Similarly, being a largely unregulated industry, the competency of Legionella risk assessors varies widely and it’s often the case that you get what you pay for. As a legal document, the findings of a risk assessment report can be reviewed as part of legal process if the worst comes to the worst, so clients need to be comfortable with the competence and level of support their supplier can offer.

One of the biggest challenges we see from the client’s point of view is the sheer volume of sites that often form part of an organisation's portfolio. The management of information on a local level is often very difficult to manage from a central location and reliance on site-based individuals can result in widely varying degrees of competence and emphasis being placed on Legionella control. The adoption of group level policies, procedures and record-keeping documents can go a long way to ensure consistency in approach, whilst also providing an effective benchmark for performance evaluation.

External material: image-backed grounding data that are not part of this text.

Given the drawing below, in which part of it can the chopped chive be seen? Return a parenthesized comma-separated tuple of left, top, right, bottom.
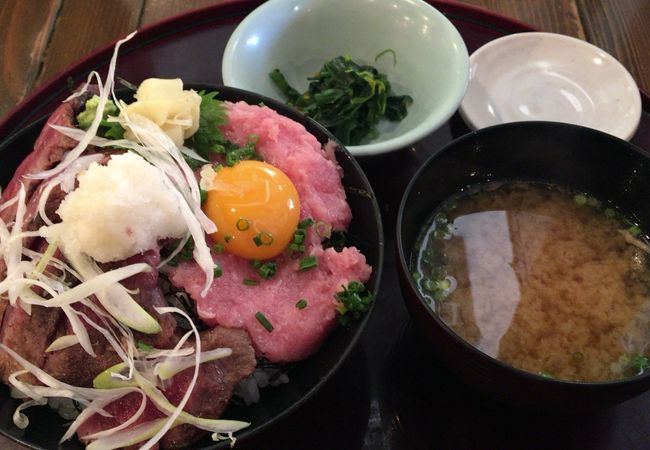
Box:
(200, 189, 208, 204)
(298, 218, 314, 229)
(243, 278, 258, 286)
(224, 235, 233, 243)
(250, 259, 262, 269)
(236, 218, 250, 231)
(298, 255, 318, 271)
(213, 263, 223, 278)
(213, 243, 225, 254)
(255, 311, 274, 332)
(289, 243, 305, 253)
(253, 231, 274, 246)
(258, 261, 278, 279)
(296, 299, 308, 309)
(293, 229, 306, 244)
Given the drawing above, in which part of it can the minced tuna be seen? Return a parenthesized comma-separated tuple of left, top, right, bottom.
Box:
(168, 101, 372, 362)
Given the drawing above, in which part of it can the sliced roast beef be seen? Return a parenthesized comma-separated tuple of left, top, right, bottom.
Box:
(160, 326, 256, 449)
(0, 303, 62, 384)
(42, 302, 121, 387)
(0, 91, 91, 216)
(77, 326, 255, 449)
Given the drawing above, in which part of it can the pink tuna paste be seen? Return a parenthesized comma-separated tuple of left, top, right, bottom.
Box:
(168, 101, 372, 362)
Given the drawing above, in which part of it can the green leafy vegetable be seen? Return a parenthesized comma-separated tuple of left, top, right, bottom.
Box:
(335, 281, 373, 326)
(270, 55, 412, 145)
(187, 91, 261, 166)
(167, 238, 195, 267)
(322, 230, 347, 252)
(77, 95, 125, 139)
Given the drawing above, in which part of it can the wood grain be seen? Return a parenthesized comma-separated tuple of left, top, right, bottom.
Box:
(35, 0, 144, 87)
(576, 0, 650, 99)
(140, 0, 227, 25)
(457, 0, 585, 38)
(0, 0, 61, 117)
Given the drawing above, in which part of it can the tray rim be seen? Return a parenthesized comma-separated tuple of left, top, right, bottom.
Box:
(0, 0, 648, 140)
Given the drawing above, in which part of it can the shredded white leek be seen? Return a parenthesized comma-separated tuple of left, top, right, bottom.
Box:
(46, 335, 81, 352)
(0, 29, 252, 449)
(155, 348, 232, 380)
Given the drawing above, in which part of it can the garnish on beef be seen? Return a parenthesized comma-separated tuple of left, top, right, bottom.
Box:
(77, 326, 255, 449)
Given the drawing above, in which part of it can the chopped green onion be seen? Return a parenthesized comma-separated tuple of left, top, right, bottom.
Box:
(629, 225, 642, 237)
(253, 231, 273, 246)
(236, 218, 250, 231)
(200, 189, 208, 204)
(295, 299, 308, 309)
(258, 262, 277, 279)
(213, 263, 223, 278)
(224, 235, 233, 243)
(289, 243, 305, 253)
(604, 208, 616, 218)
(292, 229, 306, 244)
(573, 194, 587, 205)
(255, 311, 274, 332)
(243, 278, 258, 286)
(137, 341, 154, 351)
(571, 351, 584, 363)
(250, 260, 277, 279)
(213, 243, 225, 254)
(315, 221, 331, 238)
(298, 255, 318, 271)
(298, 218, 314, 229)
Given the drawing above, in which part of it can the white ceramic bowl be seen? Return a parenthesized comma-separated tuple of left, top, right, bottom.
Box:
(460, 32, 642, 141)
(222, 0, 469, 156)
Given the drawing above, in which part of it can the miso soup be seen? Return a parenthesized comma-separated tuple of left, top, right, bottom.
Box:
(411, 181, 650, 382)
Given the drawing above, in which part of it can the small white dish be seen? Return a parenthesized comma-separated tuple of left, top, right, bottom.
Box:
(222, 0, 469, 156)
(460, 32, 642, 141)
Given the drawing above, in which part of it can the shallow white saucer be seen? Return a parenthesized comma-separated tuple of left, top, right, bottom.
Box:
(460, 32, 642, 140)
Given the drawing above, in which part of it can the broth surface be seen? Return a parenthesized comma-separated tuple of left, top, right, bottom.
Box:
(412, 182, 650, 382)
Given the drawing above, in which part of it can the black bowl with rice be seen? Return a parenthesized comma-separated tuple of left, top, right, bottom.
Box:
(397, 121, 650, 412)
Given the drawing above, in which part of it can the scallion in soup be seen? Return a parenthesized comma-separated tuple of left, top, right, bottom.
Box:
(411, 181, 650, 382)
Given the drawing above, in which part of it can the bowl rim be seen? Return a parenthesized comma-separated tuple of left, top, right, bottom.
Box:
(396, 120, 650, 388)
(221, 0, 470, 156)
(459, 31, 643, 141)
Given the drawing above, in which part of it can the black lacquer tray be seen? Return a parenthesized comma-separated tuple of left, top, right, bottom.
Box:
(1, 1, 649, 449)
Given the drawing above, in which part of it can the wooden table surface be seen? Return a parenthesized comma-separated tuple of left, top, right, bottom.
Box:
(0, 0, 649, 449)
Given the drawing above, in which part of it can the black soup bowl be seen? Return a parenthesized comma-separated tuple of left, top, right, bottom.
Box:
(396, 121, 650, 413)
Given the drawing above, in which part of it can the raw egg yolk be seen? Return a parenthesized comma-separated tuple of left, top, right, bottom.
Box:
(203, 160, 300, 260)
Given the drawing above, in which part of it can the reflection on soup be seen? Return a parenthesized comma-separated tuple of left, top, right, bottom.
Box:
(411, 181, 650, 382)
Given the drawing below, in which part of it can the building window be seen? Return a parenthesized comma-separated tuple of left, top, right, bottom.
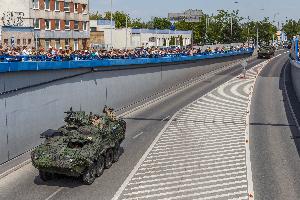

VS: How does your team help?

PR: Being drawn from all levels of the water hygiene industry, my team is well versed in the guidance and its application, whilst our rigorous quality processes and procedures ensure every member of our team is at the top of their game all the time. We can deliver Legionella risk assessments and monitoring programmes along with audits and bespoke consultancy, and we prefer to adopt a stance of independence over the completion of remedial works so that our clients can have faith in the objectivity of our recommendations.

We appreciate that the application of the guidance needs to happen but we also acknowledge that this needs to be done within the confines of the operational requirements of our clients' business. For this reason we are eminently capable of providing bespoke solutions that fit our clients’ requirements in terms of the resources they have available – and that means finances as well as personnel.

VS: What one top tip would you give your clients?

PR: One of the things I always used to come across as an assessor - and still do when discussing contract reviews with clients - is that records are essential to effectively demonstrate control of Legionella.

All too often maintenance teams confirm that they are completing the weekly flushing, monthly temperature checks and plant inspections but do not then follow this through with actually documenting the results of their checks within a site logbook.

In such circumstances, in the eyes of an auditor there is no difference between those that are not carrying out the checks and those that are carrying out the checks but not recording them. The paper trail is everything.